Sunday, October 9, 2011

The day I was too pissed to wear pants.

You know how some days you're in such an awful mood with nothing to blame other than waking up on the wrong side of the bed? This was one of those days. I was just pissed to have been disturbed from my uncommonly restful sleep. Then, I realized my sheets were soaked with my own sweat. Fine, I thought, I'll just take a nice, refreshing shower to cool off. One of my brothers must have been taking a shower at the same time, because the water came out of the shower-head in a depressing trickle. I think the added heat of being in the tiny, enclosed, humid space of the bathroom made me sweat even more than the water could wash away. I dried off, got dressed, put on sunscreen and was ready to meet my buds to go to the island for the day. Then I touched my face and realized that none of the sunscreen had actually been absorbed into my skin. I was sweating so much, I actually felt like my face was melting. Disgusted, I ripped off all my clothes and flopped on my bed in only my swimsuit- already overwhelmed with the day even though it was only 9am.

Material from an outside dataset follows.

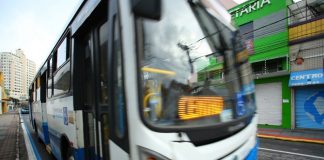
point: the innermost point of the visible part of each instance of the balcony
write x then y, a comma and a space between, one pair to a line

I decided the only possible way I could survive the rest of the day would be if I wore shorts. I KNOW that its disrespectful as a woman to show my thighs- but I also KNEW that I was at my wit's absolute end for whatever reason. So I took my leaky face, scandalous shorts, dorky keens, and I bravely marched them downstairs to say goodbye to the host family. I got strange looks from everyone, and one of the older women pointed at the approximate thigh region on my body and commented, "C'est jolie comme ca! (It is pretty like that)" I have no idea if she meant my pasty, hairy legs, or if she meant my worn-out running shorts. Both seemed equally unlikely, so I just point at myself and said emphatically, "RIEN est jolie ici. (NOTHING is pretty here.)" To which the entire room busted up laughing.

Look out Dakar, I got thunder thighs, and I'm NOT afraid to bare them!